There are many moments from this past year that I will remember and be grateful for: the way Sylvie knew that Mrs. Soong always had the plastic balls she so loved and she would crawl around looking for them; the time one of our students rang our doorbell to sell us Girl Scout Cookies, and realized it was her “Roots of Empathy” baby who lived there; the time Max and Sylvie and I were crossing a street in front of a school bus that held several of our Roots friends; watching Sylvie achieve milestones in front of the class, and also realizing how much comfort she derived from me as her mother when she felt shy or overwhelmed, yet another milestone.

The end of this year is bittersweet.  My baby is now a toddler, walking and babbling and so full of personality.  Our days visiting the 4th graders at Bryant with Mrs. Soong and Mrs. Kearney are over, and the kids, too, are moving to new classes in the fall.  In this window of her lifetime, Sylvie has changed and grown so dramatically and so quickly, despite my attempts to slow down and savor.

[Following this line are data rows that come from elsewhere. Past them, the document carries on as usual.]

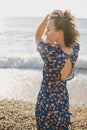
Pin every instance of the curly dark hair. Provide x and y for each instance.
(67, 24)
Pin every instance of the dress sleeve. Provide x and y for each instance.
(45, 51)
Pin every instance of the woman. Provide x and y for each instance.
(59, 52)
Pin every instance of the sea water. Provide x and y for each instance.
(21, 65)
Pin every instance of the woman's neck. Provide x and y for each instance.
(61, 43)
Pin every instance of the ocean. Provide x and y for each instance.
(21, 65)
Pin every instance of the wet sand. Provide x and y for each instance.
(20, 115)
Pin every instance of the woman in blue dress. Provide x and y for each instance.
(59, 51)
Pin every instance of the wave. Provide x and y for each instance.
(32, 63)
(21, 63)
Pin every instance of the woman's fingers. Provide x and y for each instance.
(56, 13)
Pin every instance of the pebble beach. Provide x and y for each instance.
(19, 115)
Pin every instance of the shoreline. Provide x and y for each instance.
(20, 115)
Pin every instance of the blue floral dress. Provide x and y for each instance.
(52, 106)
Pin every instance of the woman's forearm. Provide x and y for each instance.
(41, 29)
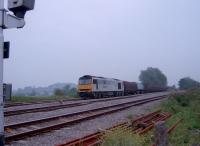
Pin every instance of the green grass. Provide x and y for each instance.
(120, 137)
(185, 106)
(35, 99)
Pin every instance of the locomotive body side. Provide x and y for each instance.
(130, 88)
(98, 87)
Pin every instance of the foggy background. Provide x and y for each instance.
(65, 39)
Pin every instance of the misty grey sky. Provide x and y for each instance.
(65, 39)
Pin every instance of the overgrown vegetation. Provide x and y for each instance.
(184, 106)
(120, 137)
(152, 77)
(188, 83)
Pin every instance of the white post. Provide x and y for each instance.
(1, 76)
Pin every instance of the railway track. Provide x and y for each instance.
(6, 105)
(12, 112)
(29, 128)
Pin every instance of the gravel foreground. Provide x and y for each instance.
(84, 128)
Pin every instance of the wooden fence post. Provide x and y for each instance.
(161, 136)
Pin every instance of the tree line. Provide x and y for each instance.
(151, 77)
(154, 77)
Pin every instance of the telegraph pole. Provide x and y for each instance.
(1, 74)
(7, 21)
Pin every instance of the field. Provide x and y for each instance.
(185, 106)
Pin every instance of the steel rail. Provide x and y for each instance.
(95, 138)
(60, 106)
(61, 124)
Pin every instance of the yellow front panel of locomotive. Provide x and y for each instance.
(85, 88)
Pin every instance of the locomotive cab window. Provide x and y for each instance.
(119, 86)
(95, 81)
(85, 81)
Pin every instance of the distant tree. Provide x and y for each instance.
(58, 92)
(152, 77)
(187, 83)
(33, 93)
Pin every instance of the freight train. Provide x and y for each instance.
(99, 87)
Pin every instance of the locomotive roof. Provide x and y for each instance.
(91, 76)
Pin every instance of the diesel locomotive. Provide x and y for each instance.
(99, 87)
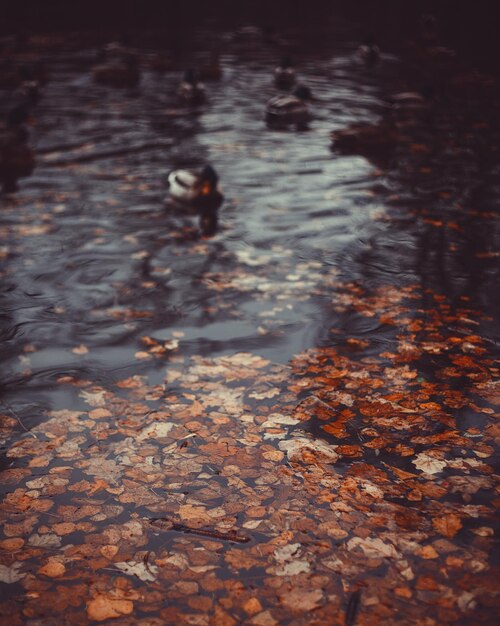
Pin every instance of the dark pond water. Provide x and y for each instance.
(94, 257)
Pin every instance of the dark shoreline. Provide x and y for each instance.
(470, 28)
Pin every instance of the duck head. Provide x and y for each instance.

The day to day stressors are still here-- they may never completely leave, I am sure.  But they will also change, just like Sylvie is changing.  Someday I may realize that I am actually showering regularly in the mornings without consequence, that Max will eat strawberries in whatever form he receives them, that I am not navigating across toys on the living room rug.  And I imagine that there may come a time when I miss this stress and chaos, because it will mean that my babies are no longer babies, and that though the days felt long, the years were much too short.